Creepshow: Night of the Living Late Show

 

Cody checks out the Creepshow season 2 finale, which has some Horror Express and Night of the Living Dead in it.

In the first season of the Shudder anthology series Creepshow, an expansion of the franchise George A. Romero and Stephen King started with the '80s classics Creepshow and Creepshow 2, Dana Gould had an acting role in the story Skincrawlers. Gould returned to Creepshow for the show's second season, this time not as an actor, but as the writer of the season finale, Night of the Living Late Show. Most episodes of Creepshow are split into two separate stories, but this episode tells one long 41 minute story, just like the holiday special Shapeshifters Anonymous did.

Directed by the series' creative supervisor Greg Nicotero, Night of the Living Late Show stars Justin Long as Simon, a man who has used the inherited wealth of his wife Renee (D'Arcy Carden) to invent a virtual reality machine - which looks like a tanning bed - that will allow people to fully immerse themselves inside their favorite movies, so much so that they will even be able to interact with the characters. Simon tries this machine out by entering the 1972 Eugenio Martin film Horror Express - and Gould and Nicotero were able to insert Long into stock footage from Horror Express in a clever way, having Simon make his way through scenes of the train-based horror movie, which brings him into contact with the likes of Christopher Lee and Peter Cushing.

At first, I was concerned that the episode was going to spend too much time inside Horror Express, that it would be nothing but a replay of the movie that just happens to work Simon into the mix. There is a lot of Horror Express in the episode, but thankfully there's an interesting story happening outside the movie, too. When Simon takes breaks from being inside the movie, it's clear to us that he is not happy in his marriage with Renee, and that Renee's father was probably right when he warned her that Simon only wanted her money, not her.

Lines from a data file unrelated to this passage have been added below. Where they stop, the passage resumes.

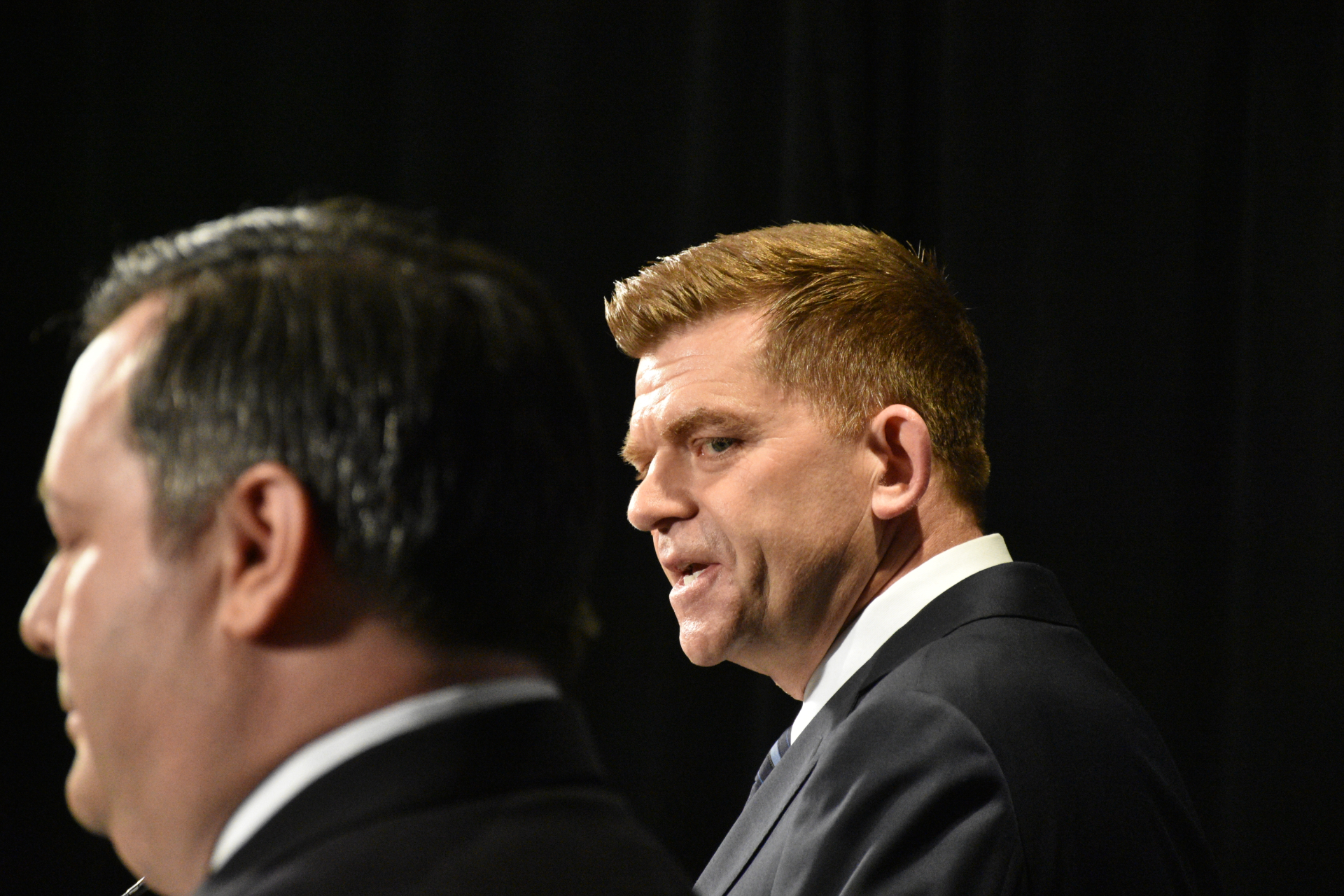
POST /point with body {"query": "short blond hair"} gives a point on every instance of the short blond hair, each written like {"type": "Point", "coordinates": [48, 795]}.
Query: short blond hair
{"type": "Point", "coordinates": [855, 321]}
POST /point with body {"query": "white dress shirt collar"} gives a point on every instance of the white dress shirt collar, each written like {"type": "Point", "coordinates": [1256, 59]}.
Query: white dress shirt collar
{"type": "Point", "coordinates": [319, 757]}
{"type": "Point", "coordinates": [894, 608]}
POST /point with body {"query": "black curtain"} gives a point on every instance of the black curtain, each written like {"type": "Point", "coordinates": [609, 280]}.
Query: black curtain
{"type": "Point", "coordinates": [1142, 203]}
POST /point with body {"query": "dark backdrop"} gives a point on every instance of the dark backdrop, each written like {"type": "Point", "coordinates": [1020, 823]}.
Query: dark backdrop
{"type": "Point", "coordinates": [1142, 203]}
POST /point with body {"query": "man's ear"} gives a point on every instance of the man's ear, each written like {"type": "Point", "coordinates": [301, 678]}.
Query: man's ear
{"type": "Point", "coordinates": [269, 533]}
{"type": "Point", "coordinates": [899, 440]}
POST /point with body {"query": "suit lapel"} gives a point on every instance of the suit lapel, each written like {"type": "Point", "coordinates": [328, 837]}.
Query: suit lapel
{"type": "Point", "coordinates": [528, 745]}
{"type": "Point", "coordinates": [1009, 589]}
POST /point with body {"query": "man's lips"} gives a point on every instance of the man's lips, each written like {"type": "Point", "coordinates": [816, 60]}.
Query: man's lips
{"type": "Point", "coordinates": [695, 578]}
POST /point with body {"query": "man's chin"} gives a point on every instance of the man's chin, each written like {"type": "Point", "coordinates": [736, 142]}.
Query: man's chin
{"type": "Point", "coordinates": [702, 648]}
{"type": "Point", "coordinates": [85, 796]}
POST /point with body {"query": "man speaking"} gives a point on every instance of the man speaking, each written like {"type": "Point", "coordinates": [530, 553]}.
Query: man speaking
{"type": "Point", "coordinates": [318, 488]}
{"type": "Point", "coordinates": [808, 437]}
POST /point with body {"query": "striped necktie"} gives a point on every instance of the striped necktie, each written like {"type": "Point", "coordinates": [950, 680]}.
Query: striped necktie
{"type": "Point", "coordinates": [772, 760]}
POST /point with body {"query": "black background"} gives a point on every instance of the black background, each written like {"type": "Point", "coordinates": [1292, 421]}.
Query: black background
{"type": "Point", "coordinates": [1142, 203]}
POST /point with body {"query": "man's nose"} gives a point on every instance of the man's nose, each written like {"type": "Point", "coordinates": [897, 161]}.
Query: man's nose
{"type": "Point", "coordinates": [38, 621]}
{"type": "Point", "coordinates": [659, 500]}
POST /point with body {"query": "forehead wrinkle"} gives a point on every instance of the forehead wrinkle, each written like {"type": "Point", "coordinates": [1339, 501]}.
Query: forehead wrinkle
{"type": "Point", "coordinates": [683, 426]}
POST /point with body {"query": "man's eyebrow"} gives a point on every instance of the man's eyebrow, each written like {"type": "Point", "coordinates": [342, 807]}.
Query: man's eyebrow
{"type": "Point", "coordinates": [679, 429]}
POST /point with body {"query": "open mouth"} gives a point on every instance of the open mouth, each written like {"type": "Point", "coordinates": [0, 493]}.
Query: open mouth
{"type": "Point", "coordinates": [691, 573]}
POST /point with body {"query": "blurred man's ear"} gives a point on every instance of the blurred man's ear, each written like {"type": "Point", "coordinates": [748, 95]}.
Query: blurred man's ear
{"type": "Point", "coordinates": [899, 440]}
{"type": "Point", "coordinates": [267, 530]}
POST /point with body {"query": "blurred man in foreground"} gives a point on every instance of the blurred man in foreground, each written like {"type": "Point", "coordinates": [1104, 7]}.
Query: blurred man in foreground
{"type": "Point", "coordinates": [808, 435]}
{"type": "Point", "coordinates": [318, 485]}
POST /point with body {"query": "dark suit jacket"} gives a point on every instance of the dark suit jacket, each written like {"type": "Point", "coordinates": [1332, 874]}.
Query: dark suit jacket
{"type": "Point", "coordinates": [986, 748]}
{"type": "Point", "coordinates": [503, 801]}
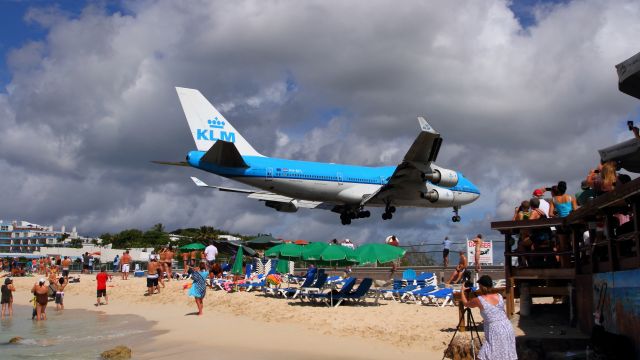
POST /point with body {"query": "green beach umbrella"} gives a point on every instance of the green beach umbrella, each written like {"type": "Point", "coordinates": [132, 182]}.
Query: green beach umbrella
{"type": "Point", "coordinates": [378, 253]}
{"type": "Point", "coordinates": [237, 264]}
{"type": "Point", "coordinates": [330, 254]}
{"type": "Point", "coordinates": [283, 266]}
{"type": "Point", "coordinates": [193, 246]}
{"type": "Point", "coordinates": [285, 251]}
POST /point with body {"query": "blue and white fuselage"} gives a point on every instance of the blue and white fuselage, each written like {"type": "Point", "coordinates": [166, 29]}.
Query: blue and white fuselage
{"type": "Point", "coordinates": [287, 185]}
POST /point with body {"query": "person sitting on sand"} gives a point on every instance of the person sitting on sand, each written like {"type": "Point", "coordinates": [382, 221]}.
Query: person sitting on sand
{"type": "Point", "coordinates": [101, 280]}
{"type": "Point", "coordinates": [500, 340]}
{"type": "Point", "coordinates": [460, 269]}
{"type": "Point", "coordinates": [7, 297]}
{"type": "Point", "coordinates": [41, 291]}
{"type": "Point", "coordinates": [199, 286]}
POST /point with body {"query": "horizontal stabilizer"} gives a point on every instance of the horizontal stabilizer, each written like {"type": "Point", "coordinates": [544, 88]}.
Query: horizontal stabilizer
{"type": "Point", "coordinates": [201, 183]}
{"type": "Point", "coordinates": [173, 163]}
{"type": "Point", "coordinates": [224, 153]}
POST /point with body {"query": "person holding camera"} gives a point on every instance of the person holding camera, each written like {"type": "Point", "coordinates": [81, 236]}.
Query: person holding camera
{"type": "Point", "coordinates": [500, 340]}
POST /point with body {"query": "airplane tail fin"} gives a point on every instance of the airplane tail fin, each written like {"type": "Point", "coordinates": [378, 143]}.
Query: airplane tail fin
{"type": "Point", "coordinates": [208, 125]}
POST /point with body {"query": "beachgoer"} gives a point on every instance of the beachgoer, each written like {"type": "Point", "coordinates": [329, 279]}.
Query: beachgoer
{"type": "Point", "coordinates": [116, 263]}
{"type": "Point", "coordinates": [523, 211]}
{"type": "Point", "coordinates": [392, 240]}
{"type": "Point", "coordinates": [347, 243]}
{"type": "Point", "coordinates": [199, 286]}
{"type": "Point", "coordinates": [476, 253]}
{"type": "Point", "coordinates": [152, 275]}
{"type": "Point", "coordinates": [194, 254]}
{"type": "Point", "coordinates": [7, 297]}
{"type": "Point", "coordinates": [101, 286]}
{"type": "Point", "coordinates": [66, 264]}
{"type": "Point", "coordinates": [445, 251]}
{"type": "Point", "coordinates": [41, 291]}
{"type": "Point", "coordinates": [185, 260]}
{"type": "Point", "coordinates": [125, 265]}
{"type": "Point", "coordinates": [562, 204]}
{"type": "Point", "coordinates": [544, 204]}
{"type": "Point", "coordinates": [210, 253]}
{"type": "Point", "coordinates": [60, 285]}
{"type": "Point", "coordinates": [168, 260]}
{"type": "Point", "coordinates": [500, 340]}
{"type": "Point", "coordinates": [460, 268]}
{"type": "Point", "coordinates": [604, 178]}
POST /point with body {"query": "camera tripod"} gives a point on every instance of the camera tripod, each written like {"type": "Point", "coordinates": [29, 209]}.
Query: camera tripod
{"type": "Point", "coordinates": [471, 327]}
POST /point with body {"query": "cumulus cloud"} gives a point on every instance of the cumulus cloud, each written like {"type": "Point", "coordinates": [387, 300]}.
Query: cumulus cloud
{"type": "Point", "coordinates": [92, 103]}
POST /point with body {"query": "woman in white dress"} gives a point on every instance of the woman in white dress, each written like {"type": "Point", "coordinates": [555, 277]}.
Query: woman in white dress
{"type": "Point", "coordinates": [500, 340]}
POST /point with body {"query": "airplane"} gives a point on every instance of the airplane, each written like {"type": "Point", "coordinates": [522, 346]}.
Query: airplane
{"type": "Point", "coordinates": [288, 185]}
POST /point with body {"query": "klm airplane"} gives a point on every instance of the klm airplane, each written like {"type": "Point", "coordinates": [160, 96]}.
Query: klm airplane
{"type": "Point", "coordinates": [287, 185]}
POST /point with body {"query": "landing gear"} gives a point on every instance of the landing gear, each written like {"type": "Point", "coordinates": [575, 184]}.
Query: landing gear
{"type": "Point", "coordinates": [349, 214]}
{"type": "Point", "coordinates": [455, 217]}
{"type": "Point", "coordinates": [388, 212]}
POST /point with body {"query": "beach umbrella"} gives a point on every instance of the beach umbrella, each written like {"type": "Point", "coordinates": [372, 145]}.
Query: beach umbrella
{"type": "Point", "coordinates": [285, 251]}
{"type": "Point", "coordinates": [237, 264]}
{"type": "Point", "coordinates": [193, 246]}
{"type": "Point", "coordinates": [378, 253]}
{"type": "Point", "coordinates": [283, 266]}
{"type": "Point", "coordinates": [331, 254]}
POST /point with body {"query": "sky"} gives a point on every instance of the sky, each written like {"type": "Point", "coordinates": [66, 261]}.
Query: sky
{"type": "Point", "coordinates": [524, 93]}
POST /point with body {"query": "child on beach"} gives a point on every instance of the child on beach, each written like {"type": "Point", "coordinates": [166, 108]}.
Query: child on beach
{"type": "Point", "coordinates": [7, 297]}
{"type": "Point", "coordinates": [199, 287]}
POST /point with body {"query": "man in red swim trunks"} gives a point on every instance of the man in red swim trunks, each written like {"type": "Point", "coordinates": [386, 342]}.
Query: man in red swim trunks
{"type": "Point", "coordinates": [101, 279]}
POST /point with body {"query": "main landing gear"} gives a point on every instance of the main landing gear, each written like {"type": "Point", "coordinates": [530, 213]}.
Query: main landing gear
{"type": "Point", "coordinates": [348, 215]}
{"type": "Point", "coordinates": [388, 212]}
{"type": "Point", "coordinates": [455, 217]}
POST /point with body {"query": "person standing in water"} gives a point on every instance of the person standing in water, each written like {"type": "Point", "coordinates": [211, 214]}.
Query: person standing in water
{"type": "Point", "coordinates": [41, 293]}
{"type": "Point", "coordinates": [7, 297]}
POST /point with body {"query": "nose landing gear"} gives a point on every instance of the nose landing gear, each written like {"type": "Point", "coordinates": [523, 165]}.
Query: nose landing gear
{"type": "Point", "coordinates": [456, 216]}
{"type": "Point", "coordinates": [351, 214]}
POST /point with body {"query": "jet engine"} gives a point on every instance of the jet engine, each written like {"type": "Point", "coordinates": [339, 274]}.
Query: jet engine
{"type": "Point", "coordinates": [439, 196]}
{"type": "Point", "coordinates": [442, 177]}
{"type": "Point", "coordinates": [282, 206]}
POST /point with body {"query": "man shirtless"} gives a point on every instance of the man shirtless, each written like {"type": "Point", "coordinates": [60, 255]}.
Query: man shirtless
{"type": "Point", "coordinates": [476, 255]}
{"type": "Point", "coordinates": [125, 262]}
{"type": "Point", "coordinates": [152, 275]}
{"type": "Point", "coordinates": [168, 260]}
{"type": "Point", "coordinates": [66, 265]}
{"type": "Point", "coordinates": [460, 268]}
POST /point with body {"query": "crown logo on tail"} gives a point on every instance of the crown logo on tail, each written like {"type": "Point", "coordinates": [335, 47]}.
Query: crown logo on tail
{"type": "Point", "coordinates": [215, 123]}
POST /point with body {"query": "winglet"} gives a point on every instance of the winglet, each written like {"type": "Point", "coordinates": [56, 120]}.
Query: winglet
{"type": "Point", "coordinates": [424, 125]}
{"type": "Point", "coordinates": [199, 182]}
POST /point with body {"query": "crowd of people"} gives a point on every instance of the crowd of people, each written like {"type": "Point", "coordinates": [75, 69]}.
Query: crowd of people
{"type": "Point", "coordinates": [560, 204]}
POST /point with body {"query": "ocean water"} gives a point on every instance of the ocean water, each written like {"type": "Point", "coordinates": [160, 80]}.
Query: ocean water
{"type": "Point", "coordinates": [70, 334]}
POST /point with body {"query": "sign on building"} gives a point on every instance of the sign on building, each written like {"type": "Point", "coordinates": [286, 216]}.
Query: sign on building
{"type": "Point", "coordinates": [486, 252]}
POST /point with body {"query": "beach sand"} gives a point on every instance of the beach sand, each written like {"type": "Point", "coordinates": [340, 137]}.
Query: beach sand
{"type": "Point", "coordinates": [251, 325]}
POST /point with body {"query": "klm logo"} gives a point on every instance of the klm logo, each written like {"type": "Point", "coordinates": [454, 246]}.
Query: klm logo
{"type": "Point", "coordinates": [215, 128]}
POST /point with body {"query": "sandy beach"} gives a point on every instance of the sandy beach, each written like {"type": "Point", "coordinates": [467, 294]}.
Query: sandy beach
{"type": "Point", "coordinates": [248, 324]}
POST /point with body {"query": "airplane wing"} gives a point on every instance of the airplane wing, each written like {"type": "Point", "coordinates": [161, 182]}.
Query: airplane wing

Simon has his eyes on someone else, someone he has had a major crush on ever since he was a kid: Countess Irina Petrovska, the Horror Express character played by Silvia Tortosa. As he continues entering the world of the movie, Simon sets out to seduce the Countess, because his machine makes the experience so immersive that he's even able to have satisfying sex with the movie character. Simon's scenes with the Countess did require some new footage to be shot, and for those scenes the character is played by Hannah Fierman from V/H/S and Siren. This isn't an entirely unnoticeable switch, but Fierman is similar enough to Tortosa that it works okay. It's close enough for Creepshow.

And so at that point, we're in traditional anthology territory. It has a virtual reality twist and the Horror Express gimmick, but at its core Night of the Living Late Show is another take on the familiar "wronged spouse" horror story.

Night of the Living Late Show is a really good addition to the Creepshow franchise, and ranks up there as one of the best stories that have been told in the Shudder series to date. The Horror Express stuff is fun, and Carden does a great job playing the wife who begins to realize that her husband is not the man she thought or hoped he was.

Making the episode an even more fun viewing experience is the fact that it doesn't just pay tribute to Horror Express, but also another public domain horror classic, and one that I love as much as Simon loves Horror Express (although I don't want to enter the movie, or have sex with any of the characters), Night of the Living Dead. There's a fun nod to Night of the Living Dead in the opening sequence with the Creep, and more nods to the film at the end - with the references even segueing to Dawn of the Dead and Day of the Dead. I was very happy to see this.

It is a bit disappointing that Creepshow season 2 has ended after just five episodes when the first season was six, but we did get the holiday special and an animated special between the two seasons, so Shudder has been giving us a good amount of Creepshow anyway. And season 3 has already been filmed, so I'm looking forward to that.